James Varney’s Right About Executive Amnesty, But So What?

Today’s column at NOLA.com by James Varney is correct, as usual. He says that the political obtuseness of Barack Obama and the Democrat Party is peculiar and disconcerting, and it has manifested itself with respect to executive amnesty just as it did with Obamacare…

It’s worth noting that, as with pretending Obamacare didn’t matter anymore, the press is doing Democrats no favors by peddling the pro-amnesty line. The Associated Press chipped in with a post-election story claiming exit polls showed a majority of Americans want to give illegal immigrants a way to stay in the country.

That’s preposterous coming a day after Republicans won senate and governors and state legislature races coast to coast. The Democrats are annihilated at the ballot box and, within hours, we’re to believe one of their pet, controversial issues is OK with the voters?

I think the political failure of the liberal argument on immigration explains this concerted effort to transform it into a human rights issue. There’s been an attempt to shift the focus away from a low-wage labor glut, huge bills for taxpayers and law enforcement headaches and put it instead on a struggling and vulnerable population.

But whatever the reason, there’s no denying an executive order “granting” amnesty to millions would not only be deeply unpopular but, after what happened Tuesday, something of a political crisis, too. That’s neither sound policy nor good politics, but then blunders are as much a part of history as victories.

Varney is, of course, analyzing the executive amnesty gambit along conventional lines. And he’s correct – when you do things which are out of line with the majority of public sentiment there is usually a steep political cost.

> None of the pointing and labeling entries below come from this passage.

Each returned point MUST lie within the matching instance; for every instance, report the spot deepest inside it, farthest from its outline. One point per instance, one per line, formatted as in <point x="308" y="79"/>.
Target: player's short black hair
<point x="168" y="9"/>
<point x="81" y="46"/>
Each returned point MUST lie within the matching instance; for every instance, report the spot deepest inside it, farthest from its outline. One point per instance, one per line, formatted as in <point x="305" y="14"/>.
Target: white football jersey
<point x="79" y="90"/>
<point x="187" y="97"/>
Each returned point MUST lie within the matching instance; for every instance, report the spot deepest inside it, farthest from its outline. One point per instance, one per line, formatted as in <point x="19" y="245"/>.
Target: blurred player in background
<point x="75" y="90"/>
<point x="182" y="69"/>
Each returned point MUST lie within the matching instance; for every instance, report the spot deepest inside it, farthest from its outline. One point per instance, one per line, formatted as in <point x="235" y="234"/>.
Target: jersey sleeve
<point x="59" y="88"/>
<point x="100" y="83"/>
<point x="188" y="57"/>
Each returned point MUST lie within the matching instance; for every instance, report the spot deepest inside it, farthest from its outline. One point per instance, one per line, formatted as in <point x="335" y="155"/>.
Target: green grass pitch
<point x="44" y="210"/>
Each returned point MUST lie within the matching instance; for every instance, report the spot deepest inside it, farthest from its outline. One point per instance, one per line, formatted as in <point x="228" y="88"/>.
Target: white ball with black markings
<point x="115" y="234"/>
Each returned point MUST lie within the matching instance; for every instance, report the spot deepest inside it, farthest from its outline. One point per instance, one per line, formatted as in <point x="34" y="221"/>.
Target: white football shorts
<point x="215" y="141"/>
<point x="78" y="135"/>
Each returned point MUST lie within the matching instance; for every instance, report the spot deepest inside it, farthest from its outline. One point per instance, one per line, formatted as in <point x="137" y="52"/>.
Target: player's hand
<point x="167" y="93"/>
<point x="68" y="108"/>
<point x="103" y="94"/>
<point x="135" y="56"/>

I would go further, though, and I would say what Varney isn’t considering is that our president and his fellow travelers in the White House understand perfectly the dynamic he describes in his column; they just don’t care.

Or more to the point, they’re cognizant of the short-term consequences of something like Obamacare or giving millions of green cards to illegals, and they’re willing to suffer those consequences. Because what they want isn’t the short-term hit; they have different strategies to win an individual news cycle.

No, Obamacare and executive amnesty are on a different track. Obamacare and executive amnesty fall in the category of “fundamental transformation” Obama talked about when he was running for president.

Obamacare is a mountainside down which we will slide to socialized medicine unless the Republicans in Congress are willing to undergo the same kind of scorched-earth strategy to get rid of it, and executive amnesty is a plan to flood the market with low-wage workers and destroy upward mobility in this country – thus starving the Republican Party of middle-class strivers who would identify with it.

Both are intended to make America a country full of people dependent on the government, who can outvote people who are not dependent. And both are intended to make fighting their effects just as politically perilous as it was for Obama to initiate them.

A few Senate seats, a few House seats in this election? They couldn’t care less. In a generation, these people believe there will be no Republican Party – or if there is, it will likely have to espouse policies which look an awful lot like the current Democrats do in order to survive.

Obama and his people think bigger. Which is scary. The question is whether the Republican leadership in both houses of Congress will recognize this and have the stones to act accordingly.